Because the queries at the end can be long enough with the various and operators for each segment you could get the db results and then filter them for the excluded words. In other words, the exclusion operator could be processed in php. Of course depends how many results you will present if it's to use pagination for example from the returned rows, you need the NOT inside the query.
| 3:08 pm on Nov 3, 2010 (gmt 0)|
This one is probably "close enough"
|Q1) one two three |
Q1) should give a simple query
SELECT * FROM `myTable` WHERE `myField` LIKE '%one%' AND `myField` LIKE '%two%' AND `myField` LIKE '%three%';
But it doesn't account for whole words, it will, for example, match on "anyone" and "someone". More below. These are mostly incorrect:
|Q2) "one two" three |
Q2) should give
SELECT * FROM `myTable` WHERE `myField` LIKE '%one two%' AND `myField` LIKE '%three%'
Though the liklihood is slim, it would match on "someone two". The % is a wildcard character, when first it means "anything before" and last, "anything after." What you'd need here is some form of mySQL regexp [dev.mysql.com]. Something like
select * from `myTable` where `myField` regexp '[[:<:]]one two[[:>:]]' and `myField` like '%three%'
select * from `myTable` where `myField` regexp '[[:<:]]one two[[:>:]]' and `myField` regexp '[[:<:]]three[[:>:]]'
[[:<:]] and [[:>:]] being word boundaries. You can test this on the command line:
select 'zero one two three four' regexp '[[:<:]]one two[[:>:]]';
select 'zero one OOPS two three four' regexp '[[:<:]]one two[[:>:]]';
Same with this one.
|Q3) one two -three |
Q3) should give
SELECT * FROM `myTable` WHERE `myField` LIKE '%one two%' AND `myField` NOT LIKE '%three%'
select * from `myTable` where `myField` regexp '[[:<:]]one two[[:>:]]' and `myField` not regexp '[[:<:]]three[[:>:]]'
There's no sense in extracting too many results then slogging through them in your programming, this makes for excessive use of resources and slow queries. You can do the regexps directly in the selects, see link above for more options. Though they are often more difficult to compose, regexps are more efficient than 'like' anyway.
| 3:59 pm on Nov 3, 2010 (gmt 0)|
Once you get your query working you will have to work on a sorting algo.
The beauty of Google was always the "relavance" factor. It isn't too difficult to script a light weight one yourself.
Basically you want to "bubble" up the most relevant results to the top.
You can do that by
Q1) one two three:
anything that starts with "one two three" moves all the way up
anything that starts with "one two" moves up
anything that starts with "one" moves up
anything that contains one & two & three moves up
anything that contains one & two moves up
and so on......
| 6:07 pm on Nov 3, 2010 (gmt 0)|
IMO you need to rethink the query completely.

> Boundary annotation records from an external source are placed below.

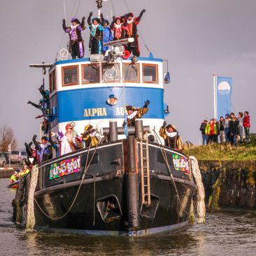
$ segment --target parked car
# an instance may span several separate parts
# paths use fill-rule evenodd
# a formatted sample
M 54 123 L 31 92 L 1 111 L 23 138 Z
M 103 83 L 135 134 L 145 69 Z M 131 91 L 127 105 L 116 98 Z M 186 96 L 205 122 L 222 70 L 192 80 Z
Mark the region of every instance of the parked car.
M 6 159 L 2 152 L 0 152 L 0 166 L 4 167 L 6 165 Z
M 10 163 L 19 163 L 25 164 L 27 155 L 26 151 L 13 150 L 10 154 Z

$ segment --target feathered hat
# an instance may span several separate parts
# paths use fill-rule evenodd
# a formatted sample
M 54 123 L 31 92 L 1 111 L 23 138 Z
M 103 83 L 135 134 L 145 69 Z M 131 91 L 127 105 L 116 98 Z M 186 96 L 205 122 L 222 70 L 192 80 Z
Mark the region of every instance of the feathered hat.
M 80 24 L 80 21 L 77 17 L 72 17 L 71 22 L 76 22 L 76 24 Z

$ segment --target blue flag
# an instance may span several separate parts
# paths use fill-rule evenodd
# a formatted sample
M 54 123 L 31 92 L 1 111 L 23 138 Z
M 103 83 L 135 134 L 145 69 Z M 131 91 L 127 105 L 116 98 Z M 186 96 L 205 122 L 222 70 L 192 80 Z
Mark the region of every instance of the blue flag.
M 221 115 L 230 114 L 232 108 L 232 78 L 217 77 L 216 83 L 216 109 L 217 119 Z

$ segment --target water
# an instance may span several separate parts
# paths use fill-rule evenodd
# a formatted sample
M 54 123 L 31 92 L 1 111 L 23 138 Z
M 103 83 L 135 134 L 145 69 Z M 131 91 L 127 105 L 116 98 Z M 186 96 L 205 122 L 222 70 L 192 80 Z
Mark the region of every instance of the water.
M 0 178 L 0 255 L 256 255 L 256 217 L 208 213 L 176 235 L 100 237 L 25 232 L 11 222 L 15 191 Z

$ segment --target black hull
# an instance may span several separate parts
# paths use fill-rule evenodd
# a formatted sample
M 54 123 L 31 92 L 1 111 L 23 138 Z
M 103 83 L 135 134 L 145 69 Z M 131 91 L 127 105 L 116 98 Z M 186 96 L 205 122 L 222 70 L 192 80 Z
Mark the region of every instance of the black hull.
M 131 236 L 172 233 L 185 229 L 192 197 L 197 191 L 197 186 L 189 180 L 187 173 L 175 171 L 170 161 L 174 177 L 171 178 L 166 164 L 159 157 L 159 146 L 154 144 L 149 148 L 151 205 L 142 205 L 141 187 L 138 181 L 138 196 L 136 193 L 135 196 L 132 195 L 136 197 L 135 205 L 138 206 L 138 225 L 133 226 L 131 222 L 134 222 L 134 218 L 131 215 L 136 213 L 131 212 L 133 206 L 129 206 L 131 200 L 128 199 L 131 191 L 129 188 L 129 173 L 127 171 L 129 164 L 127 150 L 126 141 L 107 145 L 105 149 L 99 147 L 98 162 L 94 161 L 95 164 L 88 169 L 83 181 L 81 177 L 87 150 L 75 154 L 80 157 L 81 162 L 78 173 L 49 180 L 45 173 L 49 173 L 52 161 L 42 165 L 34 194 L 36 201 L 34 228 L 78 234 Z M 185 157 L 175 150 L 166 149 L 166 153 L 170 157 L 173 153 Z M 74 154 L 65 157 L 73 157 Z M 57 161 L 61 161 L 61 158 L 55 159 L 55 162 Z M 140 180 L 139 173 L 137 176 Z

you need to create a fulltext index on 'myfield'
the syntax for searching is then slightly different
see the documentation:
| 10:12 am on Nov 4, 2010 (gmt 0)|
regexp in general is slower than like. Even if it looks you setup multiple like clauses vs a single regexp.
regexp is good if you need detailed control of a pattern, but for a general word/phrase search, like is better.